[CI] Show only ROCm failures in parity summary and add cross-arch column by ethanwee1 · Pull Request #3153 · ROCm/pytorch

ethanwee1 · 2026-04-14T16:02:37Z

Summary

Only display tests where ROCm status is FAILED in the summary (CUDA status shown as a context column alongside). Previously both ROCm and CUDA failures were shown.
Add "Also Failing In" column that shows which other architectures have the same test tuple (test_file, test_class, test_name) failing, making it easy to distinguish all-ROCm issues from architecture-specific ones.
Includes count of failed tests in the section header.
Add job-level and test-level shard info to "LOG-BASED FAILURES (not in XML)" and "FAILED TESTS" section
Includes flaky tests in "LOG-BASED FAILURES (not in XML)" section for any tests that pass when run in new process

Test plan

Cross-arch detection confirmed: tests failing on all 3 archs show the other 2 in "Also Failing In"; single-arch failures show empty
CSV and Markdown output both updated consistently
Latest run https://github.com/ROCm/pytorch/actions/runs/24798004968
Run without this PR on the same commit: https://github.com/ROCm/pytorch/actions/runs/24796654604

Only display tests where ROCm status is FAILED (CUDA status shown as context column). Add cross-architecture lookup so each failure shows which other architectures have the same test failing.

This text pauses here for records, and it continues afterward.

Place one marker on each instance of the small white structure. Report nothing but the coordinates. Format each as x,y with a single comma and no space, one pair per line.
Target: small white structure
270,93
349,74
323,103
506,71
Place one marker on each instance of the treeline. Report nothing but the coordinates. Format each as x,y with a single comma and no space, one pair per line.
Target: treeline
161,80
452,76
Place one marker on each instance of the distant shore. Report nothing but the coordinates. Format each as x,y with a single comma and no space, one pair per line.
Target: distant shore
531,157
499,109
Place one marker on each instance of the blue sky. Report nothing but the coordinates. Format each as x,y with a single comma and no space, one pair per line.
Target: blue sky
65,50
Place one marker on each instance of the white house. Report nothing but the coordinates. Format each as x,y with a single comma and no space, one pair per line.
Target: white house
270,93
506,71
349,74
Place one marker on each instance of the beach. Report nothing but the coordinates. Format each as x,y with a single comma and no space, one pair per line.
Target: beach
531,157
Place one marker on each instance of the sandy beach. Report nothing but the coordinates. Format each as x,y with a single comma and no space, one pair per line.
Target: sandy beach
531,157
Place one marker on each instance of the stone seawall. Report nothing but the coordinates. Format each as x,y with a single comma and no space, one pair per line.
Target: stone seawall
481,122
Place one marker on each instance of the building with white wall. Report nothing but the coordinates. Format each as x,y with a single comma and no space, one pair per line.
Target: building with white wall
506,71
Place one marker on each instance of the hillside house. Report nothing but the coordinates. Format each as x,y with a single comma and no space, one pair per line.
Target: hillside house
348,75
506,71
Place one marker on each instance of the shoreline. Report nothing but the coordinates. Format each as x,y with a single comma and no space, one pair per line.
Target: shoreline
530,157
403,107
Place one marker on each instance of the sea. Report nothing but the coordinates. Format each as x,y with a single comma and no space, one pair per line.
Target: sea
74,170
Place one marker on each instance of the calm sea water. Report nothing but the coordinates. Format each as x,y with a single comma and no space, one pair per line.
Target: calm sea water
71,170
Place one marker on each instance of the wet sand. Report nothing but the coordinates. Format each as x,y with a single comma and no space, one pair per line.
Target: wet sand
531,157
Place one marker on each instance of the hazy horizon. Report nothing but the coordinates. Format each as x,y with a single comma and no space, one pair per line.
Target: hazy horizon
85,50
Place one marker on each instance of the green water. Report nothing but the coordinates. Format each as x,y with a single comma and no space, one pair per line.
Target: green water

rocm-repo-management-api · 2026-04-14T16:07:43Z

Jenkins build for fad16aed2f09fcc9366270a28d73d228b5629220 commit finished as NOT_BUILT
Links: Pipeline Overview / Build artifacts / Test Results

Remove cuda, cuda_dist, cuda_inductor, and baseline entries from LOG_FILE_MAP since only ROCm failures are relevant to the parity report.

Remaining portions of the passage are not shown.